I have another question: Suppose that I want to calculate $W_2$ for a sequence of distributions $\mu_n$ which converge to some distribution $\mu$ and I can only access the distributions through samples. I want to show that $W_2\rightarrow 0$ as $n\rightarrow \infty$. The problem is that $W_2$ converges very slowly to zero with increasing sample size, even when I calculate it on two sets of samples from the same distribution. Is there any way around this, i.e. can I force $W_2\rightarrow 0$?

[marcocuturi]

Thanks a lot @michalk8 and thanks @zwei-beiner for the question!

Comparing OTT and POT is challenging because some of the default parameters are not the same.
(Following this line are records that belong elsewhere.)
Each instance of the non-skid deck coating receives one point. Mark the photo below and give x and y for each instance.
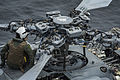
(91, 70)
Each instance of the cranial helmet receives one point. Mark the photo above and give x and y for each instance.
(22, 32)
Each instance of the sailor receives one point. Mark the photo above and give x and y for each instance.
(17, 53)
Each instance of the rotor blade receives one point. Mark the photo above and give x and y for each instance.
(92, 4)
(4, 26)
(33, 73)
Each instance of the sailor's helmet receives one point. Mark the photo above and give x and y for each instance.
(22, 32)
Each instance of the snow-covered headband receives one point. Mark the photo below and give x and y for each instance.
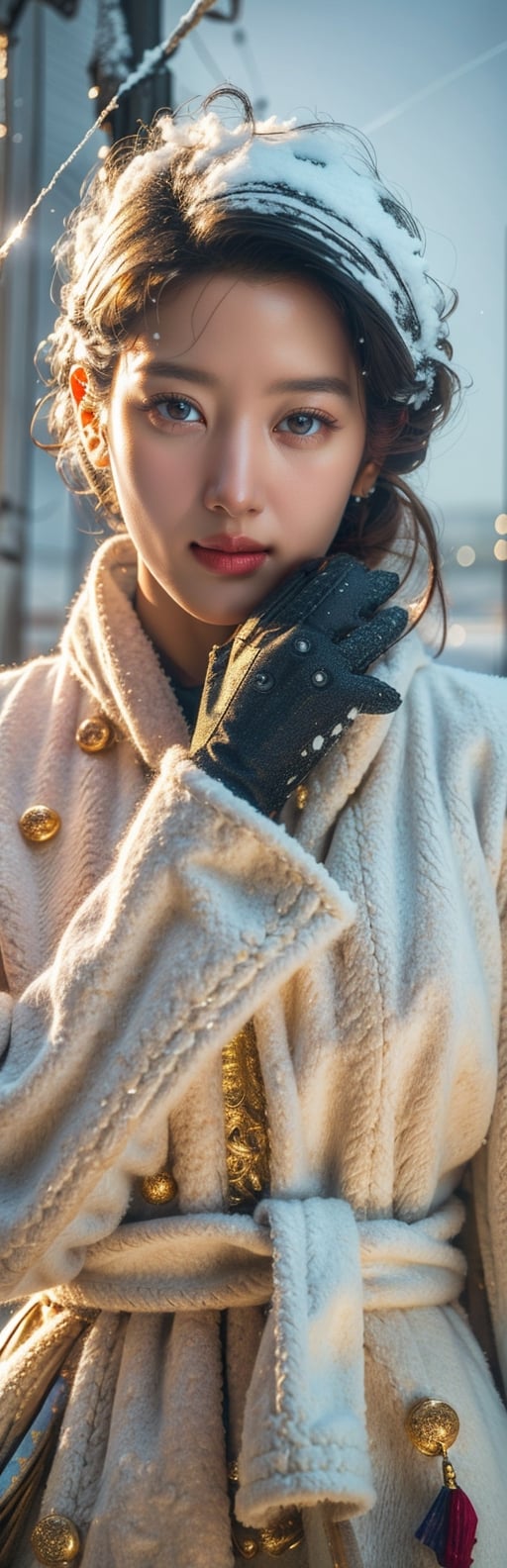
(325, 182)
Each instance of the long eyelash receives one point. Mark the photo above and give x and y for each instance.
(157, 400)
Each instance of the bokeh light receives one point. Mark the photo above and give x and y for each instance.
(456, 636)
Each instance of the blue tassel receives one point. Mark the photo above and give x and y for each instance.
(450, 1527)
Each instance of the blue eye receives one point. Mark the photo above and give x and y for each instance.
(176, 407)
(306, 416)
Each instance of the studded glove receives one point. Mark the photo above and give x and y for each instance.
(279, 695)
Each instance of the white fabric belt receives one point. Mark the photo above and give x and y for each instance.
(305, 1431)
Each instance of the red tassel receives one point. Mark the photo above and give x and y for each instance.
(450, 1527)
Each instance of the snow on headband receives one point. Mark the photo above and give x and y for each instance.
(325, 180)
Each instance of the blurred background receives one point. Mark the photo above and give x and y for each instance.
(427, 85)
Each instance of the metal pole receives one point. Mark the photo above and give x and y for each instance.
(18, 303)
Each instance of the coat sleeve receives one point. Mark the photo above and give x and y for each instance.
(206, 910)
(488, 1181)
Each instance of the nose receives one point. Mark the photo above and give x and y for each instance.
(234, 474)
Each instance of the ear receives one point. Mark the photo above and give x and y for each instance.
(364, 478)
(88, 419)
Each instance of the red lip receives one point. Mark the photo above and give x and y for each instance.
(231, 544)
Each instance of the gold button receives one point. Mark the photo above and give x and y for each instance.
(40, 824)
(432, 1425)
(55, 1540)
(283, 1537)
(94, 735)
(158, 1189)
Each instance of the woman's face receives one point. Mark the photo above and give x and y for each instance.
(236, 432)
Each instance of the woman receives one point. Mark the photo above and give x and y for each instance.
(252, 902)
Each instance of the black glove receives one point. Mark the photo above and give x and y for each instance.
(278, 697)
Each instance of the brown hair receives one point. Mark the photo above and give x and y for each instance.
(113, 265)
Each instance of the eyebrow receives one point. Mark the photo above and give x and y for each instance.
(165, 367)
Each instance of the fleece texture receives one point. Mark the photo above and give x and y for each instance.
(364, 934)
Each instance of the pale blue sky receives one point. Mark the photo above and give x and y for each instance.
(443, 147)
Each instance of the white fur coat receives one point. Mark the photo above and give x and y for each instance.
(364, 934)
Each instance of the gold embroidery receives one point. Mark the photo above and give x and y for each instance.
(246, 1120)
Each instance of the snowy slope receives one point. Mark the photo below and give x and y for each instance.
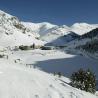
(59, 31)
(39, 28)
(13, 33)
(82, 28)
(21, 81)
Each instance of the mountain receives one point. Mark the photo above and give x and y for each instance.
(82, 28)
(19, 76)
(14, 33)
(39, 28)
(59, 32)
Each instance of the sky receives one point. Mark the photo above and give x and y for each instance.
(58, 12)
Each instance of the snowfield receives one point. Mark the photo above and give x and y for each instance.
(18, 80)
(29, 73)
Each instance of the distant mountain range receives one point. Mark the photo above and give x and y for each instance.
(14, 32)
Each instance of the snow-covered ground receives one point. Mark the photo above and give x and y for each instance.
(54, 61)
(20, 80)
(27, 74)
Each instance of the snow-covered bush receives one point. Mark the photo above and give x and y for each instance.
(84, 80)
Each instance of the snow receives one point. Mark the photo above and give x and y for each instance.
(19, 81)
(82, 28)
(28, 74)
(40, 28)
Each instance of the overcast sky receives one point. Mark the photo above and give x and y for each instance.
(54, 11)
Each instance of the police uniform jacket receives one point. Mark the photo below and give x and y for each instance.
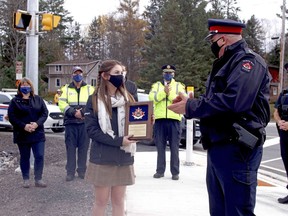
(161, 100)
(237, 90)
(22, 112)
(72, 99)
(282, 105)
(105, 150)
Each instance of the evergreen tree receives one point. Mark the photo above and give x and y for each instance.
(254, 35)
(12, 43)
(93, 41)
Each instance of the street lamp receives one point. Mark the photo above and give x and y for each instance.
(282, 49)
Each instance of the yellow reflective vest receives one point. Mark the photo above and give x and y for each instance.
(161, 100)
(70, 100)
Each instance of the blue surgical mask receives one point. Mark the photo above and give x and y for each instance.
(78, 77)
(25, 89)
(168, 76)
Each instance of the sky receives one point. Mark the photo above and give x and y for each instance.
(84, 11)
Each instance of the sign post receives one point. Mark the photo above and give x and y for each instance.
(189, 132)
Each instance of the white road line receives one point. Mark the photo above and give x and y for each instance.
(271, 142)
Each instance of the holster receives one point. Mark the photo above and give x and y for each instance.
(245, 137)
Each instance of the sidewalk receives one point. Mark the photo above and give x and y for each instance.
(187, 196)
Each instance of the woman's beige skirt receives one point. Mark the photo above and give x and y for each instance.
(107, 175)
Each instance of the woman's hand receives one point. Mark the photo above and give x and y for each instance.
(127, 140)
(29, 128)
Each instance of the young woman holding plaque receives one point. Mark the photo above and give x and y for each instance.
(110, 167)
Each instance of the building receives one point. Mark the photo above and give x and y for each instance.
(60, 72)
(274, 72)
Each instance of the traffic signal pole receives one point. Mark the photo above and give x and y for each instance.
(32, 47)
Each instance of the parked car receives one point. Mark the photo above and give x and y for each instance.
(53, 122)
(196, 126)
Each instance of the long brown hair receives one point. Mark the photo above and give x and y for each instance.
(29, 82)
(101, 89)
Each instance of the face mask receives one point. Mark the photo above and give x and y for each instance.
(116, 80)
(215, 48)
(78, 77)
(124, 74)
(25, 89)
(168, 76)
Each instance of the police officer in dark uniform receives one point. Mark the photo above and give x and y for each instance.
(237, 91)
(281, 118)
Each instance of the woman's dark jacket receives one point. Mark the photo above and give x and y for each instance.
(24, 111)
(237, 90)
(104, 149)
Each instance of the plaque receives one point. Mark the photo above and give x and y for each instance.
(139, 120)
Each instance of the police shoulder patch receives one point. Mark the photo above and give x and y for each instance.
(247, 65)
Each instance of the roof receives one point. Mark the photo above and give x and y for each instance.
(73, 62)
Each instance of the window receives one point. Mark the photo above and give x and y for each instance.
(58, 67)
(93, 82)
(58, 82)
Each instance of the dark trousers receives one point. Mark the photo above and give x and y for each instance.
(284, 148)
(38, 152)
(167, 129)
(77, 143)
(232, 179)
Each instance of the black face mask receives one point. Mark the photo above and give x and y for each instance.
(215, 48)
(116, 80)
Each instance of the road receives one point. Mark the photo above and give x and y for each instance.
(271, 164)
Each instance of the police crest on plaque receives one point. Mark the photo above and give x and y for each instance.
(139, 120)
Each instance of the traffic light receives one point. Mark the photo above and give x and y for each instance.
(49, 21)
(21, 20)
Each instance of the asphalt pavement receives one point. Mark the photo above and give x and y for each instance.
(188, 196)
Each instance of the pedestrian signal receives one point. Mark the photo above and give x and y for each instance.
(21, 20)
(49, 21)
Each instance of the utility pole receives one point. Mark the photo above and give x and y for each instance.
(282, 48)
(32, 47)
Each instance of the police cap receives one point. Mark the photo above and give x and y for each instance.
(168, 68)
(76, 68)
(224, 26)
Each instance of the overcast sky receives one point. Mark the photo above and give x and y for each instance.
(84, 11)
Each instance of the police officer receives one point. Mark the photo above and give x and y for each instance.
(281, 118)
(167, 123)
(237, 91)
(72, 103)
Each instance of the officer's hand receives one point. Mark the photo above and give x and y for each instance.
(29, 128)
(127, 140)
(167, 89)
(179, 105)
(78, 114)
(283, 125)
(34, 125)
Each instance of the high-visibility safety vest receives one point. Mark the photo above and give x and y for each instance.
(70, 100)
(161, 100)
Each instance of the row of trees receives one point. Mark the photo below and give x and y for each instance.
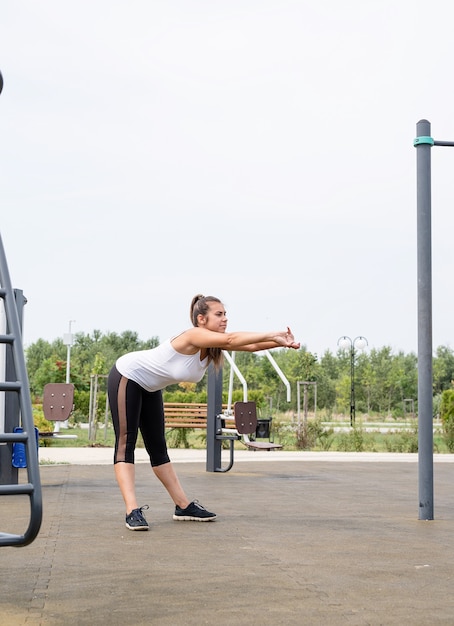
(384, 382)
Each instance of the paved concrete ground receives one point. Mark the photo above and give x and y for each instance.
(300, 539)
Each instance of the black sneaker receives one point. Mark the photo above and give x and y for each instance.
(135, 520)
(194, 512)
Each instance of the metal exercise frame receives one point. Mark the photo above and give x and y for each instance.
(19, 386)
(424, 143)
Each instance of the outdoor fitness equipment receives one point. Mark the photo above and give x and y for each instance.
(424, 143)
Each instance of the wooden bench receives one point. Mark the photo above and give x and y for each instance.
(186, 414)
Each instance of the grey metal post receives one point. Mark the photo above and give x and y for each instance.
(9, 475)
(214, 407)
(423, 143)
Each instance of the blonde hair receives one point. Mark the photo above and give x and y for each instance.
(200, 306)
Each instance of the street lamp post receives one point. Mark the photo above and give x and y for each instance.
(345, 343)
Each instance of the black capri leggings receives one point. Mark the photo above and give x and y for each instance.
(132, 409)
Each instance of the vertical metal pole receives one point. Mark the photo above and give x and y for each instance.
(214, 407)
(9, 475)
(425, 376)
(352, 383)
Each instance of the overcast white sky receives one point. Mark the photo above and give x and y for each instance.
(257, 150)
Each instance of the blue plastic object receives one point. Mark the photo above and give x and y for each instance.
(19, 458)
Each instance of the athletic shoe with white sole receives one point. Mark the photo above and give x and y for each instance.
(194, 512)
(135, 520)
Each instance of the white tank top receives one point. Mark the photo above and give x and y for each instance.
(161, 366)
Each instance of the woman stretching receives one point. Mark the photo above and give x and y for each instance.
(135, 386)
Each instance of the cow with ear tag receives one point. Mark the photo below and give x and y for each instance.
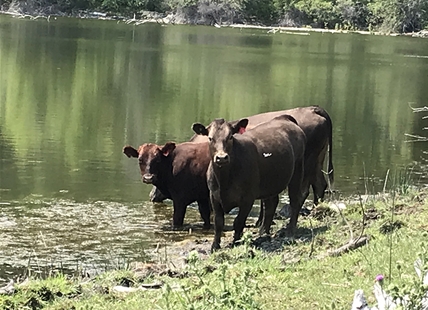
(257, 164)
(179, 172)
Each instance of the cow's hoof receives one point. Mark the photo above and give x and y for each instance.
(207, 226)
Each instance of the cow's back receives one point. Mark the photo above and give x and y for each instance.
(279, 143)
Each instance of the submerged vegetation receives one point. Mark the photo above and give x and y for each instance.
(380, 15)
(278, 274)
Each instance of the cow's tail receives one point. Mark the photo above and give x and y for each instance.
(330, 168)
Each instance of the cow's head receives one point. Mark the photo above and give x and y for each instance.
(150, 157)
(220, 137)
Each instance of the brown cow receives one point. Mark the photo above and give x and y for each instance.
(258, 164)
(317, 126)
(179, 171)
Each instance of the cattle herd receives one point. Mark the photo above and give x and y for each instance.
(231, 164)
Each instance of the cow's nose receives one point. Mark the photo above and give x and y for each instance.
(221, 159)
(148, 178)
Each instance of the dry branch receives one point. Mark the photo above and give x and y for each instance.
(351, 245)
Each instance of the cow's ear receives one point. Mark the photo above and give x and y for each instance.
(168, 148)
(240, 126)
(200, 129)
(130, 151)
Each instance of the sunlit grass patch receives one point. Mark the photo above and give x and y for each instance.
(297, 274)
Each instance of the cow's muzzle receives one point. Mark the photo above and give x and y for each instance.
(148, 178)
(221, 159)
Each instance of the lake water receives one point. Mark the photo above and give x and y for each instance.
(74, 92)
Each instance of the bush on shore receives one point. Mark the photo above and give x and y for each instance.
(380, 15)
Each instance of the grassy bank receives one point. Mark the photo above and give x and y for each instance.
(384, 16)
(278, 274)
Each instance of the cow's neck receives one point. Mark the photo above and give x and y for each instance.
(165, 174)
(223, 176)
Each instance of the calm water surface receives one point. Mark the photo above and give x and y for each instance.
(74, 92)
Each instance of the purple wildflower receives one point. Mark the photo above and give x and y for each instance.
(379, 278)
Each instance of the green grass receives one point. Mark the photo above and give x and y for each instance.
(298, 276)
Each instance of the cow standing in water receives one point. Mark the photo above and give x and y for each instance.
(258, 164)
(183, 163)
(179, 171)
(317, 126)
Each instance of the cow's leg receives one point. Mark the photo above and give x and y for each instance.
(218, 223)
(296, 197)
(178, 216)
(269, 212)
(205, 211)
(261, 214)
(156, 195)
(319, 184)
(239, 222)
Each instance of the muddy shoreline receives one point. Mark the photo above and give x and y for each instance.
(177, 19)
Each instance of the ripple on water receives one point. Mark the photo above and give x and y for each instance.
(58, 232)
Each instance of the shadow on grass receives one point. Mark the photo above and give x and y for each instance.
(279, 240)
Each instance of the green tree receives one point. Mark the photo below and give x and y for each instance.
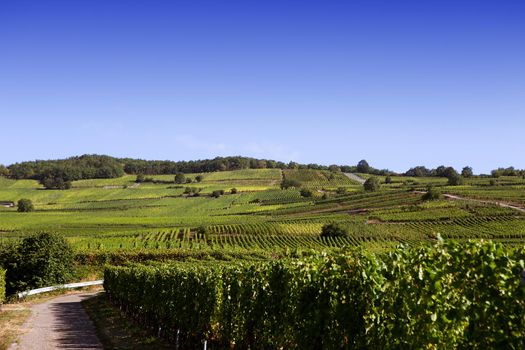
(372, 184)
(39, 260)
(25, 205)
(432, 194)
(467, 172)
(306, 193)
(289, 183)
(334, 230)
(454, 179)
(363, 167)
(217, 193)
(180, 178)
(202, 232)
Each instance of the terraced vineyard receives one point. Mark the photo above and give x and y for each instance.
(118, 214)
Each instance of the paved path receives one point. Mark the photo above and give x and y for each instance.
(356, 178)
(60, 323)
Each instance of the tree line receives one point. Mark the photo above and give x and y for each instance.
(58, 174)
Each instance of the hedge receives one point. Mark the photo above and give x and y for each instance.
(449, 296)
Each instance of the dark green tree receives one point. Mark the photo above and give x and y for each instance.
(334, 230)
(180, 178)
(289, 183)
(372, 184)
(39, 260)
(25, 205)
(467, 172)
(306, 193)
(363, 167)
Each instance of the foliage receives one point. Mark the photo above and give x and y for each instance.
(180, 178)
(467, 172)
(372, 184)
(334, 230)
(446, 296)
(2, 285)
(306, 193)
(290, 183)
(217, 193)
(37, 261)
(25, 205)
(454, 179)
(432, 194)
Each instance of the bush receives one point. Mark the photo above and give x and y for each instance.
(202, 232)
(431, 194)
(25, 205)
(288, 183)
(2, 285)
(306, 193)
(372, 184)
(38, 261)
(180, 178)
(217, 193)
(334, 230)
(455, 179)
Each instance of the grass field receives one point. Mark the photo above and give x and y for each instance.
(109, 214)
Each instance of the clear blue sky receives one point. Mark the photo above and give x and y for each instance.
(399, 83)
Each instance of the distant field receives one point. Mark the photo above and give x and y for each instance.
(114, 214)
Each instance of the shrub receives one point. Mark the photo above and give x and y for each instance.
(202, 232)
(180, 178)
(217, 193)
(455, 179)
(372, 184)
(306, 193)
(432, 194)
(38, 261)
(334, 230)
(25, 205)
(2, 285)
(288, 183)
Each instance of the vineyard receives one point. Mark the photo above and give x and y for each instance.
(234, 260)
(420, 298)
(102, 215)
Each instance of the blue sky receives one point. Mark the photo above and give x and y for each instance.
(399, 83)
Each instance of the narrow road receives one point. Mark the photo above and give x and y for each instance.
(60, 323)
(356, 178)
(501, 204)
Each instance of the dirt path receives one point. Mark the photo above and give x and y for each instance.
(356, 178)
(501, 204)
(60, 323)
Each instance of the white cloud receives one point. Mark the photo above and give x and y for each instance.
(198, 144)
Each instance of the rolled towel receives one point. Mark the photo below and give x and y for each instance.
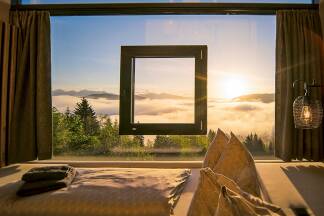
(47, 173)
(39, 185)
(36, 187)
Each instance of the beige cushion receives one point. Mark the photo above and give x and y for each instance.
(231, 203)
(215, 149)
(237, 163)
(206, 196)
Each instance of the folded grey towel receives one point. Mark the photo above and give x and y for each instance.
(41, 186)
(47, 173)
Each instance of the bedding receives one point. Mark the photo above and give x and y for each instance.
(43, 179)
(98, 191)
(237, 163)
(208, 197)
(231, 203)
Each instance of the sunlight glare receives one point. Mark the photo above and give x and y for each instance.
(234, 86)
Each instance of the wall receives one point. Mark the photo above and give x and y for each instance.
(4, 10)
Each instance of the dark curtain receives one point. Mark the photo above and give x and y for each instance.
(31, 123)
(8, 62)
(299, 55)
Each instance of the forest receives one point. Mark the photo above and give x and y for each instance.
(82, 132)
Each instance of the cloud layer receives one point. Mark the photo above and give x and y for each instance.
(239, 117)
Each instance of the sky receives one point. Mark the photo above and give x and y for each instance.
(86, 52)
(241, 61)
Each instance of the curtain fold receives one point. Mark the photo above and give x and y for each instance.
(299, 55)
(31, 123)
(8, 61)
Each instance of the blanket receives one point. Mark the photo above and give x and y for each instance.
(98, 191)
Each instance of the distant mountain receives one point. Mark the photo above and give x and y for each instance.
(151, 95)
(111, 96)
(264, 98)
(82, 93)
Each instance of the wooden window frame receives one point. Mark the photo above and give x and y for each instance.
(127, 82)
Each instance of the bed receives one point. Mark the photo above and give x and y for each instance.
(104, 191)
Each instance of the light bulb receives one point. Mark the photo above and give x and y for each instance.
(306, 114)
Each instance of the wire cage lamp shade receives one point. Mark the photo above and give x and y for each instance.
(308, 112)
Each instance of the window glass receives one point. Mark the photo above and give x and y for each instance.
(156, 83)
(161, 1)
(85, 82)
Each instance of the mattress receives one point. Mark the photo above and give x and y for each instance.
(107, 191)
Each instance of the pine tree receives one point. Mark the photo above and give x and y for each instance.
(88, 117)
(139, 139)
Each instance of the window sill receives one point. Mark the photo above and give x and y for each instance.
(137, 164)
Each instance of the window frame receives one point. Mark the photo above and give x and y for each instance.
(127, 126)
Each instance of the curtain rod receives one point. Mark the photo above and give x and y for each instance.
(164, 8)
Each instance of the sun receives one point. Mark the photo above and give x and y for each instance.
(234, 87)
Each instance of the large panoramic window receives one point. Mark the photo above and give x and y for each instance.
(86, 54)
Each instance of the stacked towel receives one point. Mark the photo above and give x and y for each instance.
(43, 179)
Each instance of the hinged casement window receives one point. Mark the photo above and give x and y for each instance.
(135, 59)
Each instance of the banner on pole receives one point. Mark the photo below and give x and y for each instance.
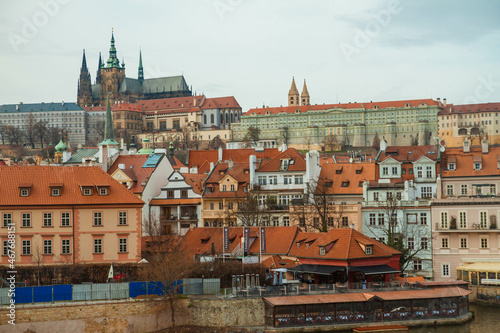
(262, 239)
(246, 239)
(226, 239)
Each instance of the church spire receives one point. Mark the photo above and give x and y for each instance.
(141, 70)
(98, 77)
(109, 134)
(84, 62)
(293, 95)
(306, 99)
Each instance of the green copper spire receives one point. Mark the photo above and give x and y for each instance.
(109, 134)
(141, 70)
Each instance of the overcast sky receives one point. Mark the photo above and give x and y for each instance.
(346, 50)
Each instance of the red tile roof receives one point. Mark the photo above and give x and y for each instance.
(366, 106)
(199, 240)
(470, 108)
(274, 165)
(133, 167)
(344, 244)
(465, 162)
(72, 178)
(350, 178)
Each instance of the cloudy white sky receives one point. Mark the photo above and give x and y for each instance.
(346, 50)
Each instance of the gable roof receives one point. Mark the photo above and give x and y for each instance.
(345, 245)
(274, 165)
(71, 178)
(135, 170)
(350, 174)
(464, 162)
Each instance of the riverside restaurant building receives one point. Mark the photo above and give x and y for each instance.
(373, 307)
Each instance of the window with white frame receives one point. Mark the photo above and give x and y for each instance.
(445, 270)
(463, 189)
(286, 221)
(462, 219)
(123, 245)
(444, 242)
(426, 192)
(97, 218)
(26, 247)
(419, 172)
(65, 221)
(429, 172)
(449, 190)
(26, 220)
(122, 218)
(483, 220)
(47, 219)
(424, 243)
(66, 246)
(484, 243)
(47, 246)
(7, 219)
(463, 243)
(98, 245)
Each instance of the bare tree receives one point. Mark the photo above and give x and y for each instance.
(402, 234)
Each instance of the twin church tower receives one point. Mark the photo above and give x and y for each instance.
(111, 82)
(293, 95)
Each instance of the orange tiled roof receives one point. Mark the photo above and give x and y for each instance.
(470, 108)
(465, 162)
(134, 163)
(274, 164)
(72, 178)
(199, 240)
(344, 244)
(196, 181)
(367, 106)
(349, 179)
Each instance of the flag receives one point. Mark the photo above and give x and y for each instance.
(110, 274)
(262, 239)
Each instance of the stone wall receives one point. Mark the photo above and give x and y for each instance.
(132, 315)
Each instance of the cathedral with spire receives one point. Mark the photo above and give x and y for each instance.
(111, 81)
(293, 95)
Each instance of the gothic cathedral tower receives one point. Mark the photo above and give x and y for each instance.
(306, 100)
(84, 85)
(112, 75)
(293, 95)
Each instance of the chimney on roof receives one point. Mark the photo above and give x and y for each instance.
(484, 146)
(466, 146)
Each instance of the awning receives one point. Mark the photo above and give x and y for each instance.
(374, 270)
(317, 269)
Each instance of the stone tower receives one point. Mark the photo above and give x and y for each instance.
(293, 95)
(305, 99)
(112, 74)
(84, 96)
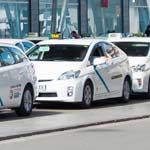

Also, POT has multiple implementations, as mentioned above by @michalk8.

I would also add that the error (used to control convergence) used by default in OTT is a 1-norm, whereas it is a 2-norm in POT. As a consequence, you may have to pass norm_error=2.0 to your Sinkhorn solver, as done in the tutorial https://ott-jax.readthedocs.io/en/latest/tutorials/OTT_%26_POT.html

[michalk8]

@zwei-beiner did you manage to reproduce the timing benchmarks with the above suggestions?

[zwei-beiner]

@michalk8 With the above suggestions, I get the following timings:

tensor(0.2392)
Time: 128.88550853729248
OTT:
0.23915911736256118
Time: 67.72269916534424
0.23915911736256118
Time: 69.8149642944336
0.23915911736256118
Time: 69.45572185516357

However, when I set lse_mode=False and method='sinkhorn', POT gets a significant speedup but OTT is essentially unchanged:

tensor(0.2392)
Time: 10.499557495117188
OTT:
0.23915911736256149
Time: 72.12179160118103
0.23915911736256149
Time: 72.88275790214539
0.23915911736256149
Time: 74.41572165489197

[michalk8]

As mentioned above, you should be using method = "sinkhorn_log" when comparing to ours lse_mode=True.